Simultaneous elections are desirable, as quite often-Indian polity is in election mode, which leads to huge expenditures. On the contrary, concurrent elections if held would result in sharing the expenditure between the centre and the state.
Is the reason of massive expenditure a fallacy? Let’s do a fact check. Election Commission incurs a total cost of roughly around 8000 cr in the span of 5 years, out of which 4000 cr is spent on general elections (Lok Sabha) and around 800 million people participate in this exercise. Therefore, 0.03% of the total expenditure is not a huge price we are paying to celebrate democracy.
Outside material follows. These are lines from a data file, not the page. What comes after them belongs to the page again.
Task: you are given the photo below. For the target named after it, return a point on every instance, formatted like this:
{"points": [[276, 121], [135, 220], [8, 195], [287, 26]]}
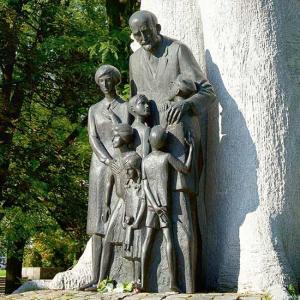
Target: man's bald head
{"points": [[145, 29], [142, 17]]}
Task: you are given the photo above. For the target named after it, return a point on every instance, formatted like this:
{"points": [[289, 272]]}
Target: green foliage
{"points": [[54, 48], [106, 285], [109, 285], [292, 291], [55, 250]]}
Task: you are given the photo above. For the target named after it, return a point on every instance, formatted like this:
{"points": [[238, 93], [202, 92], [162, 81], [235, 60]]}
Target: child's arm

It is not the government expenditure that the advocates of this policy intend to address. Instead, their line of argument is that simultaneous polls would help in bringing down the election expenditure of the political parties/candidates. Political parties cannot fight elections without large funds as elections in recent times are all about visibility. India’s privately funded election campaign is a contrast to the trend in most countries, which have partial or full public funding or transparent regulation and financial accountability of political finance. State funding of elections is a potential solution to this problem. The Indrajit Gupta Committee on State Funding of Elections had endorsed partial state funding of recognised political parties and their candidates. But the lack of political will has prevented a serious discussion on this issue. Therefore, to adopt simultaneous polls the government must make laws to cap the expenses of the political parties or consider state funding of elections to ensure a level playing field and it would increase accountability.
The argument that the Model Code of Conduct (MCC) prevents the government from carrying out welfare schemes is questionable. Firstly, the absence of strong state leaders has forced the national parties to depend on the Prime Minister and the national leadership to campaign for the state elections. This essentially drains the Prime Minister’s time and distracts him from governance. Secondly, the trend where government brings out populist schemes just prior to elections to persuade a specific section, particularly the swing votes. There are instances wherein the ECI has allowed the centre to implement its schemes without much hassle (subject to restricting the publicity of such schemes). For example, the release of the second installment of funds under MGNREGA was allowed by ECI for poll-bound states of Himachal and Gujarat, with a rider that it should not be publicised. Therefore blaming the MCC for hindering governance is inappropriate. The onus is on the government to empower the ECI prior to making amendments to the Indian Constitution to boost Indian polity. If India wants to embark on the path of “cooperative federalism”, then more welfare projects should be taken up by the state and not by the center. But the current standoff between the centre and states regarding the implementation of the Ayushman Bharat-Pradhan Mantri Jan Arogya Yojana (PM JAY) projects a different picture.
Electoral reforms in the hands of the politicians is a classic example of a fox guarding the hen house. These issues are employed as deviationary tactics to avoid debating issues that have caused crises (like demonetisation and poor implementation of GST). The gullible Indian electorate might not be able to distinguish the state and national narratives as they are not well informed. By conducting simultaneous polls, the issues of the state might take a backseat.